From majority of cases are asymptomatic and mild illnesses to reviving the bogeyman that we will have thousands of cases if we don’t cut down on social interactions.”
These warnings, he wrote, had been said in mid-July, without dire consequences.
The crowds now present at eateries, malls and other public spaces, Mr Lim added, attest to vaccines working “tremendously well.”
“Maybe before Singaporeans learn how to live with the virus, our politicians should learn how to be leaders. What message does it send whenever you talk a big game about reopening for business to the world when you change your tune in a literal weekend?”, he added.
The problem seems to be that the government telling people to be prepared for the number of Covid cases to rise, as Health Minister Ong Ye Kung did lately, yet hinting that restrictions will be imposed again.

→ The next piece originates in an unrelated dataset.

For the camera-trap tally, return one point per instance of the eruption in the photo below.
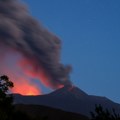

This, Mr Lim said, “makes a mockery of the sacrifices that we have made and will continue to make,” adding that authorities seem to be “getting cold feet as we look at three digit caseloads.”
And while he wrote that he does not want to get infected with the Delta variant, he added that he does not “use COVID-19 to be the lynchpin of my decision-making to the detriment of everything else. I’m vaccinated, I’m youngish. I have no apparent co-morbidites.”
He enumerated the costs of the pandemic “that are being subsidied by Singaporeans,” such as “F&B and Fitness companies who are tired of the high-handed closures, teachers who have reached their breaking point due to COVID-19 exacerbating common stress points like class sizes and administrative workload, the working-class who bear the brunt every time, physically and financially, whenever a lockdown happens.”